RF Filters Theory

Low-Pass Filters

• Low-pass filters are filters that block high frequencies and let lower frequencies pass. RF filters theory for low-pass filters calls for filter circuits that have a capacitor connected across the load. High frequencies pass through the capacitor while lower frequencies pass on to the load. Adding resistors and additional capacitors tunes the circuit to approximate the theoretical curve that the function of the filter requires. Adding an inductance in series with the load further blocks high frequencies.

High-Pass Filters

• Filters that pass high frequencies on to the load use the same characteristics of capacitors and inductances as low-pass filters. A capacitor in series with the load blocks low frequencies while an inductance across the load passes the low frequencies to ground. RF filters theory predicts that the load sees only high frequencies and defines a transfer function or characteristic that describes how much of each frequency can pass through the filter.

Band-Pass Filters

• Many RF applications require filters that pass a particular frequency "F" but not the frequencies higher or lower than "F." These are called band-pass filters and consist of a high-pass and a low-pass filter in series. RF filters theory specifies a low-pass filter that blocks frequencies higher than "F" and a high-pass filter that blocks frequencies lower than "F." Only frequencies equal to "F" can pass through both filters.

Band-Stop Filters

• Some applications need filters that block a particular frequency "F." These are called band-stop filters, and they have high-pass and low-pass filters in parallel. The high-pass filter passes all frequencies above "F" in its branch while the low-pass filter passes frequencies below "F." The frequency equal to "F" can't pass in either branch while frequencies above and below pass through one of the two filters..

Transfer Functions

• In addition to describing how RF filters block certain frequencies, RF filters theory describes how certain named filters transfer frequencies.
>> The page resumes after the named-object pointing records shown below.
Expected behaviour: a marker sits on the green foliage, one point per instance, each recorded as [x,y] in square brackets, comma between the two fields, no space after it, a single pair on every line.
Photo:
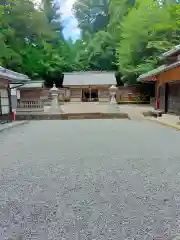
[126,36]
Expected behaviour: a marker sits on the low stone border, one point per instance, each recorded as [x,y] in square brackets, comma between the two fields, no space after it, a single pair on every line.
[70,116]
[153,113]
[165,124]
[8,126]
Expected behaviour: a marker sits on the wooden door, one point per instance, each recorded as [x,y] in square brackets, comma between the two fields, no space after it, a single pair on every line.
[162,92]
[174,98]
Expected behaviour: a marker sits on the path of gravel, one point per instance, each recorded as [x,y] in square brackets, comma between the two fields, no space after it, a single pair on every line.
[92,179]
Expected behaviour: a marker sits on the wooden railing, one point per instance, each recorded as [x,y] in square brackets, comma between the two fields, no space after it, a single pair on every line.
[34,104]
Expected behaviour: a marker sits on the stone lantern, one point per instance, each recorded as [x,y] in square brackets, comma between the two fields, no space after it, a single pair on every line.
[54,93]
[113,91]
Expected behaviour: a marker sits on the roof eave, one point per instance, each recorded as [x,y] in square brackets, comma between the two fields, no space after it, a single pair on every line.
[142,77]
[169,53]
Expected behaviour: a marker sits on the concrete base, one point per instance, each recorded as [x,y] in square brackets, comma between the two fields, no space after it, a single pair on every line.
[68,116]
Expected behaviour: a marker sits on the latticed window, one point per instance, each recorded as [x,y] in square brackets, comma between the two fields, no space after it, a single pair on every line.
[4,102]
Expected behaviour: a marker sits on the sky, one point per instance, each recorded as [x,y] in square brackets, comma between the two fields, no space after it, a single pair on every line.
[70,23]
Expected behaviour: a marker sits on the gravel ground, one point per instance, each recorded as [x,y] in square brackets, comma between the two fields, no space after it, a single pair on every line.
[92,179]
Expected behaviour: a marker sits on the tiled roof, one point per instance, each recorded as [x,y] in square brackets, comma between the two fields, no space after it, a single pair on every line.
[89,78]
[158,70]
[33,84]
[172,51]
[14,77]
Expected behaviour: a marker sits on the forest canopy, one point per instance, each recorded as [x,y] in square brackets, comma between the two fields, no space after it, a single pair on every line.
[126,36]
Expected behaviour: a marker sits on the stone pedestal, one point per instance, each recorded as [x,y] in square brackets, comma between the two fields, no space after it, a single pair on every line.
[113,107]
[55,108]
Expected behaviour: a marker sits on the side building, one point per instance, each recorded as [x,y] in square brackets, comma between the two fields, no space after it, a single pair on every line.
[167,79]
[8,79]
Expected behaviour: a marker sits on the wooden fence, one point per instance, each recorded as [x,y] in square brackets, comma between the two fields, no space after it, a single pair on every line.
[34,105]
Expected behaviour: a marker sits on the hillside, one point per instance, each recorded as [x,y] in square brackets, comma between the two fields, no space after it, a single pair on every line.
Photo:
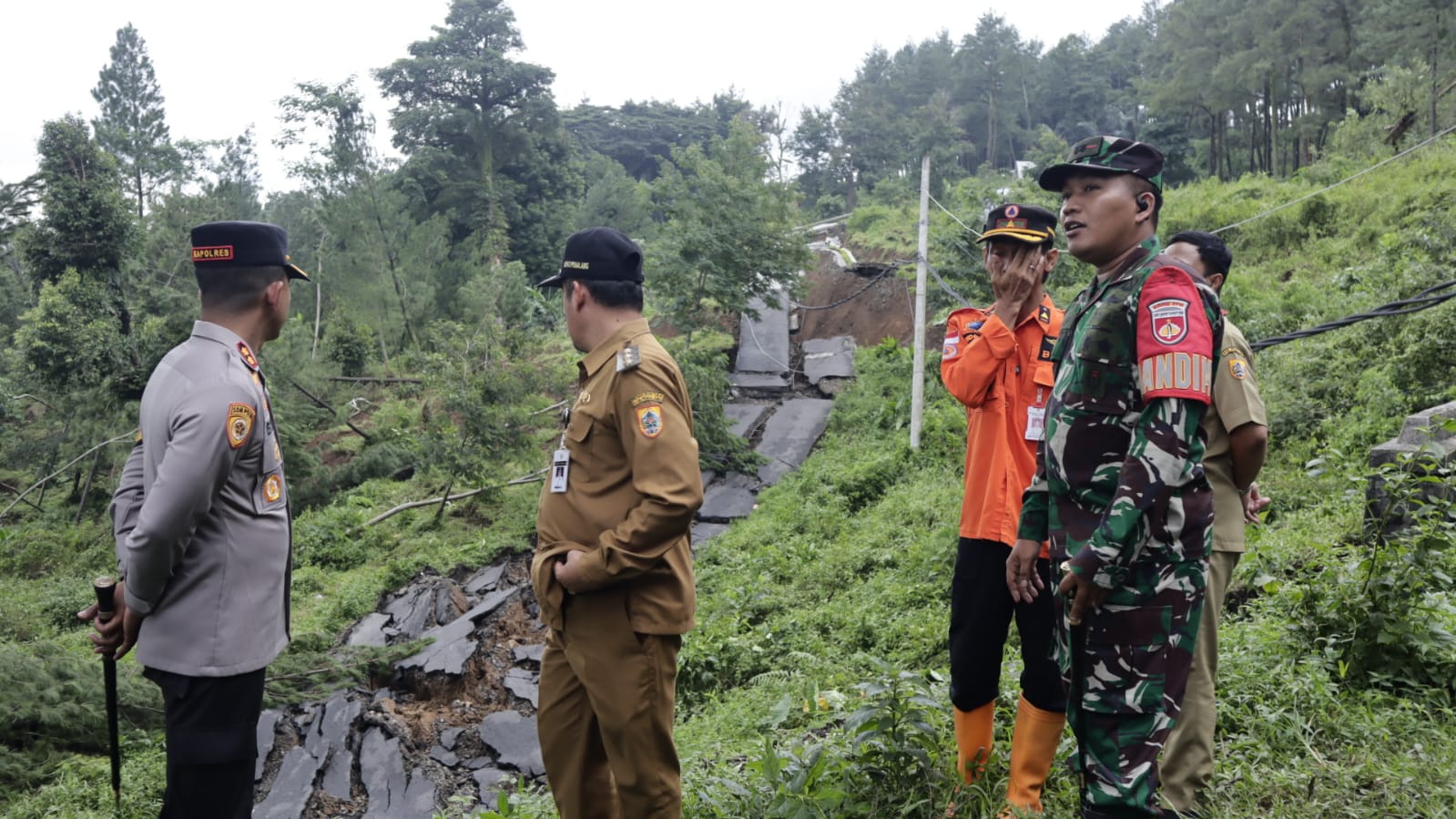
[816,681]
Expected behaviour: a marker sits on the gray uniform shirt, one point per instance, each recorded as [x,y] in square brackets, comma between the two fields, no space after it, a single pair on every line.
[201,515]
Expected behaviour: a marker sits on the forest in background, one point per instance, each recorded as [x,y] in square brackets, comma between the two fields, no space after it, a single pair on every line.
[424,267]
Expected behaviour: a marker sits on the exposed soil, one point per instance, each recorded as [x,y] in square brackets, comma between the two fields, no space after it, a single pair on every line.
[881,311]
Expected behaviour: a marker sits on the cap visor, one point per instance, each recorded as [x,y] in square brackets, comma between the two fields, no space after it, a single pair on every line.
[1056,177]
[1030,236]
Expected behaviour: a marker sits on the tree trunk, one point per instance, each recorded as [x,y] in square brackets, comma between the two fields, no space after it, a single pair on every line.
[90,476]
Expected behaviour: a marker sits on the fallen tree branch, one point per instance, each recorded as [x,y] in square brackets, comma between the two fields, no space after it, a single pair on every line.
[535,476]
[323,405]
[15,491]
[72,462]
[552,408]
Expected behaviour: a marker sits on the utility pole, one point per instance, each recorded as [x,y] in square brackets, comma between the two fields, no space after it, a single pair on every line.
[918,385]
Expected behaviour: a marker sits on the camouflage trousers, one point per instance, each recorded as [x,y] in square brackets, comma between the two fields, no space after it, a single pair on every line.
[1125,670]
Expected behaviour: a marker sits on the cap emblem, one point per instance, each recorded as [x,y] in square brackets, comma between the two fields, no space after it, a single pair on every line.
[214,254]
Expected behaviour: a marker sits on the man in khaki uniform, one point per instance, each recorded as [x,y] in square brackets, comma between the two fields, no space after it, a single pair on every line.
[1237,437]
[613,564]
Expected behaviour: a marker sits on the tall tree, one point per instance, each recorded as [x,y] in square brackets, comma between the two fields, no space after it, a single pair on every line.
[355,207]
[483,133]
[729,230]
[87,225]
[133,123]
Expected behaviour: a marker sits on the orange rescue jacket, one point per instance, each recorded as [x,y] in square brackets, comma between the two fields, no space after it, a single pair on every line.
[998,374]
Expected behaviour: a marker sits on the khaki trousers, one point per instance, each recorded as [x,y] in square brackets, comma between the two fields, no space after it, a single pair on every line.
[1186,765]
[606,714]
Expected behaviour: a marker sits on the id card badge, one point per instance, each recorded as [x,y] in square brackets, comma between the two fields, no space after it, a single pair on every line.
[1035,423]
[559,466]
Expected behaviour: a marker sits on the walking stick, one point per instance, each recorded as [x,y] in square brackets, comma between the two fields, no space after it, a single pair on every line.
[105,608]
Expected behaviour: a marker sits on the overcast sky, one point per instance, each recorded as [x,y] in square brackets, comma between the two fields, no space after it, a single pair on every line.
[223,66]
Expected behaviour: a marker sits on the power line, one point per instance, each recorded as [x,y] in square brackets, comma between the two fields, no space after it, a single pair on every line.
[1337,184]
[955,218]
[1421,301]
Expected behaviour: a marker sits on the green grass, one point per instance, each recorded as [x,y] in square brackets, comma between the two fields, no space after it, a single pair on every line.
[814,684]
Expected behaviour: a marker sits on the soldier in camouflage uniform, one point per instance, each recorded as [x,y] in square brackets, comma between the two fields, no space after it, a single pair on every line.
[1120,487]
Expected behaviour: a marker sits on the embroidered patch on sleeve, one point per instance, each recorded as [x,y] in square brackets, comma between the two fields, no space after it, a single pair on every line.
[649,420]
[1174,338]
[239,423]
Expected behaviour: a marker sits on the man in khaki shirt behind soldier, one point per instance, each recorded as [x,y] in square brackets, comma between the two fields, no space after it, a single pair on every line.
[1237,439]
[613,564]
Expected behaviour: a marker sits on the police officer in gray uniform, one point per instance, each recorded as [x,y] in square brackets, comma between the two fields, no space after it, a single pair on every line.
[203,527]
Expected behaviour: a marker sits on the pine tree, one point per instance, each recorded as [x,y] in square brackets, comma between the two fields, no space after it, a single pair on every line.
[133,123]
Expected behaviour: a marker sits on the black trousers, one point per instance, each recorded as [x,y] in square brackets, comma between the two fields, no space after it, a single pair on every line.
[982,611]
[211,743]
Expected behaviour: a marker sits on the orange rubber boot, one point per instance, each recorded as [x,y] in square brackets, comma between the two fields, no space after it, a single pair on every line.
[1033,748]
[972,741]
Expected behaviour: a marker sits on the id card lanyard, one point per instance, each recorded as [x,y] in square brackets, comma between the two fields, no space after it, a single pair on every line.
[561,459]
[1037,417]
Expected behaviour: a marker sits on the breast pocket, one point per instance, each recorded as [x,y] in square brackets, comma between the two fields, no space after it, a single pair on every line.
[580,440]
[270,488]
[1098,376]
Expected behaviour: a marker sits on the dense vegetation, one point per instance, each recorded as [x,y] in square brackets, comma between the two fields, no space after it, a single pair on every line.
[814,684]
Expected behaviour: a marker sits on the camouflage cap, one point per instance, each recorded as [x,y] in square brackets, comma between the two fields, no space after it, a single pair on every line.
[1107,155]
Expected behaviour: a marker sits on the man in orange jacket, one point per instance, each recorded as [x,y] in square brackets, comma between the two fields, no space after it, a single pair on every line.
[998,363]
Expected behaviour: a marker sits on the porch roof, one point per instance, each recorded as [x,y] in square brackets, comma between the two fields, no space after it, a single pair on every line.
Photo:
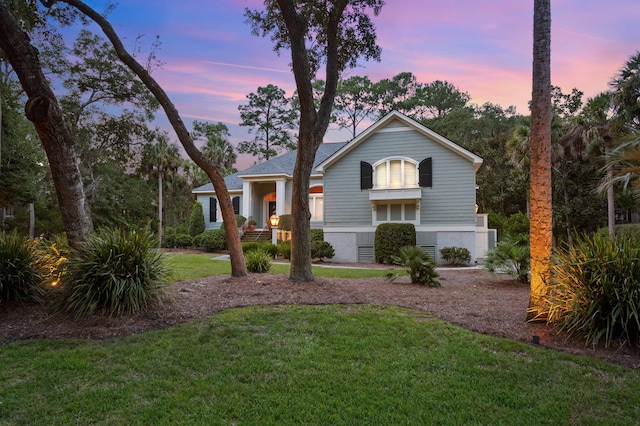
[280,165]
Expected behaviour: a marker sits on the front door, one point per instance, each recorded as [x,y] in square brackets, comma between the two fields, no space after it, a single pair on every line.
[271,209]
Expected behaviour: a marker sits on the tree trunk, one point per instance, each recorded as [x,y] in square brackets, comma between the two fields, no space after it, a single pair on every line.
[160,208]
[313,126]
[541,225]
[611,199]
[301,269]
[213,170]
[44,111]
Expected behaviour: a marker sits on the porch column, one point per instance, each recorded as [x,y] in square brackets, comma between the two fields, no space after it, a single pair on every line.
[280,189]
[246,199]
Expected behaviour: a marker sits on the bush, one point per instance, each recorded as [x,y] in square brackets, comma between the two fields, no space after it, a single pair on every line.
[321,250]
[196,220]
[284,249]
[596,289]
[420,266]
[390,237]
[264,246]
[21,269]
[317,235]
[511,255]
[210,240]
[114,272]
[169,240]
[457,256]
[183,241]
[258,261]
[625,231]
[285,222]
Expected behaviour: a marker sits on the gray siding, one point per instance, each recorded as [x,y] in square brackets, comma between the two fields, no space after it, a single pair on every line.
[451,200]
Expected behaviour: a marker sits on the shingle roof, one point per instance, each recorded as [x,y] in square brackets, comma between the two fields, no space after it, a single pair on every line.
[280,165]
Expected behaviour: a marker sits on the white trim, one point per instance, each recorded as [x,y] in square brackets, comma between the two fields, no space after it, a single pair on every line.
[390,194]
[419,228]
[413,125]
The Butterworth filter transitions slowly but smoothly from passing to blocking. The Bessel filter transitions even more slowly and smoothly but shows an increasing pass-through characteristic for frequencies in its pass band. The elliptic filter changes from passing to blocking very quickly but has ripples in both the passing and blocking characteristics while the Chebyshev filter transitions less quickly than the elliptic filter and has ripples only in the pass-band characteristic.